Metadata-Version: 2.4
Name: distillcore
Version: 0.7.1
Summary: Universal document processing: extract, chunk, enrich, embed, validate
Project-URL: Homepage, https://github.com/mfbaig35r/distillcore
Project-URL: Repository, https://github.com/mfbaig35r/distillcore
Author-email: Fahad Baig <mfbaig35r@gmail.com>
License: MIT
License-File: LICENSE
Classifier: Intended Audience :: Developers
Classifier: License :: OSI Approved :: MIT License
Classifier: Programming Language :: Python :: 3
Classifier: Programming Language :: Python :: 3.11
Classifier: Programming Language :: Python :: 3.12
Classifier: Programming Language :: Python :: 3.13
Classifier: Topic :: Text Processing :: General
Classifier: Topic :: Text Processing :: Indexing
Classifier: Typing :: Typed
Requires-Python: >=3.11
Requires-Dist: pydantic>=2.0
Provides-Extra: all
Requires-Dist: beautifulsoup4>=4.12; extra == 'all'
Requires-Dist: lxml>=5.0; extra == 'all'
Requires-Dist: openai>=1.60.0; extra == 'all'
Requires-Dist: pdf2image>=1.17.0; extra == 'all'
Requires-Dist: pdfplumber>=0.11.0; extra == 'all'
Requires-Dist: pillow>=10.0; extra == 'all'
Requires-Dist: python-docx>=1.0; extra == 'all'
Provides-Extra: cohere
Requires-Dist: cohere>=5.0; extra == 'cohere'
Provides-Extra: dev
Requires-Dist: mypy>=1.0; extra == 'dev'
Requires-Dist: openai>=1.60.0; extra == 'dev'
Requires-Dist: pytest-asyncio>=0.24; extra == 'dev'
Requires-Dist: pytest>=8.0; extra == 'dev'
Requires-Dist: ruff>=0.8; extra == 'dev'
Provides-Extra: docx
Requires-Dist: python-docx>=1.0; extra == 'docx'
Provides-Extra: html
Requires-Dist: beautifulsoup4>=4.12; extra == 'html'
Requires-Dist: lxml>=5.0; extra == 'html'
Provides-Extra: local
Requires-Dist: sentence-transformers>=3.0; extra == 'local'
Provides-Extra: mcp
Requires-Dist: fastmcp>=2.0.0; extra == 'mcp'
Provides-Extra: openai
Requires-Dist: openai>=1.60.0; extra == 'openai'
Provides-Extra: pdf
Requires-Dist: pdf2image>=1.17.0; extra == 'pdf'
Requires-Dist: pdfplumber>=0.11.0; extra == 'pdf'
Requires-Dist: pillow>=10.0; extra == 'pdf'
Description-Content-Type: text/markdown

# distillcore

Universal document processing: extract, chunk, enrich, embed, validate.

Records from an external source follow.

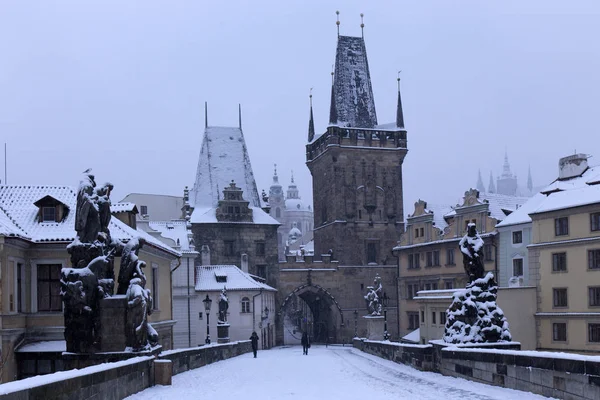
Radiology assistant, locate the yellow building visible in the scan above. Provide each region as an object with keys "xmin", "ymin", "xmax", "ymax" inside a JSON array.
[
  {"xmin": 0, "ymin": 186, "xmax": 180, "ymax": 382},
  {"xmin": 393, "ymin": 189, "xmax": 527, "ymax": 342},
  {"xmin": 529, "ymin": 154, "xmax": 600, "ymax": 352}
]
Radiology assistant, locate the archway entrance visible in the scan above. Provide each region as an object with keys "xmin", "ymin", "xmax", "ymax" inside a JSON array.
[{"xmin": 280, "ymin": 285, "xmax": 344, "ymax": 344}]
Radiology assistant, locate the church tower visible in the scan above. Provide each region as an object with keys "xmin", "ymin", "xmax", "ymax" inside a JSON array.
[{"xmin": 306, "ymin": 25, "xmax": 407, "ymax": 265}]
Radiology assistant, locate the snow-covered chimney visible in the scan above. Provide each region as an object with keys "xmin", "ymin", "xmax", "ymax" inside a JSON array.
[
  {"xmin": 558, "ymin": 153, "xmax": 588, "ymax": 179},
  {"xmin": 201, "ymin": 244, "xmax": 210, "ymax": 265},
  {"xmin": 242, "ymin": 253, "xmax": 248, "ymax": 273}
]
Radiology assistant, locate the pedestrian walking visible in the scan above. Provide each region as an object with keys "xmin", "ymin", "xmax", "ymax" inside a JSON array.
[
  {"xmin": 300, "ymin": 332, "xmax": 310, "ymax": 355},
  {"xmin": 250, "ymin": 331, "xmax": 258, "ymax": 358}
]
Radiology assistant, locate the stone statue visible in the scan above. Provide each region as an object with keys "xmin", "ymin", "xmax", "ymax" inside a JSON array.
[
  {"xmin": 218, "ymin": 288, "xmax": 229, "ymax": 324},
  {"xmin": 75, "ymin": 170, "xmax": 100, "ymax": 243},
  {"xmin": 458, "ymin": 223, "xmax": 485, "ymax": 283},
  {"xmin": 364, "ymin": 274, "xmax": 383, "ymax": 315},
  {"xmin": 117, "ymin": 238, "xmax": 146, "ymax": 294}
]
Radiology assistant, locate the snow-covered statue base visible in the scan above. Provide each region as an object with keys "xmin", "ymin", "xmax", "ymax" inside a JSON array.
[
  {"xmin": 363, "ymin": 315, "xmax": 385, "ymax": 340},
  {"xmin": 444, "ymin": 224, "xmax": 512, "ymax": 344}
]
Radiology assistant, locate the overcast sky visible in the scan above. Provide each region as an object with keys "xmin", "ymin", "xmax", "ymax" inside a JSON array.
[{"xmin": 0, "ymin": 0, "xmax": 600, "ymax": 216}]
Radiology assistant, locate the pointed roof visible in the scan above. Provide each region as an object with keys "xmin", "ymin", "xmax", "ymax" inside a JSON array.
[
  {"xmin": 488, "ymin": 171, "xmax": 496, "ymax": 193},
  {"xmin": 190, "ymin": 126, "xmax": 261, "ymax": 208},
  {"xmin": 396, "ymin": 78, "xmax": 404, "ymax": 128},
  {"xmin": 329, "ymin": 36, "xmax": 377, "ymax": 128}
]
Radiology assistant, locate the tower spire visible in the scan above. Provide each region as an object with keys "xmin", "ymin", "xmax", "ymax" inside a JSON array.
[
  {"xmin": 396, "ymin": 71, "xmax": 404, "ymax": 128},
  {"xmin": 308, "ymin": 88, "xmax": 315, "ymax": 142}
]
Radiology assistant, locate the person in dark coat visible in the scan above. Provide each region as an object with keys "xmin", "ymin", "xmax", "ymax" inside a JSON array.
[
  {"xmin": 300, "ymin": 332, "xmax": 310, "ymax": 355},
  {"xmin": 250, "ymin": 332, "xmax": 258, "ymax": 358}
]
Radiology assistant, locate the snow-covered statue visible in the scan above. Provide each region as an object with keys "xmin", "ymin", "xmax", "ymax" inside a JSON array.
[
  {"xmin": 444, "ymin": 224, "xmax": 512, "ymax": 343},
  {"xmin": 217, "ymin": 288, "xmax": 229, "ymax": 324},
  {"xmin": 458, "ymin": 223, "xmax": 485, "ymax": 282},
  {"xmin": 364, "ymin": 274, "xmax": 383, "ymax": 315}
]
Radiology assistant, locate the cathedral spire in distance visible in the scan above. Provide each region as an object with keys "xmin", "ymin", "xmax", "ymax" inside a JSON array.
[
  {"xmin": 308, "ymin": 88, "xmax": 315, "ymax": 142},
  {"xmin": 396, "ymin": 71, "xmax": 404, "ymax": 128}
]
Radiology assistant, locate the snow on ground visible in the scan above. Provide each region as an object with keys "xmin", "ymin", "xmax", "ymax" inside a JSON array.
[{"xmin": 127, "ymin": 345, "xmax": 545, "ymax": 400}]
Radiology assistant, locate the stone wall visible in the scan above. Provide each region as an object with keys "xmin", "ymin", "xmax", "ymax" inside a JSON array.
[{"xmin": 0, "ymin": 341, "xmax": 251, "ymax": 400}]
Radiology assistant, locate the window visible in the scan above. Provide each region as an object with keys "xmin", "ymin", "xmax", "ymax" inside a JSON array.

distillcore takes any document (PDF, DOCX, HTML, text, markdown) and runs it through an intelligent 7-stage pipeline — extracting text, classifying the document, breaking it into structured sections, chunking for RAG, enriching chunks with LLM-generated metadata, generating embeddings, and validating coverage at every stage.

Works as a **Python library** or a **standalone FastMCP server**. Supports sync and async pipelines, batch processing, optional SQLite persistence with cosine search, and 4 embedding providers. Domain-neutral by default, with pluggable presets for specialized domains (legal built-in).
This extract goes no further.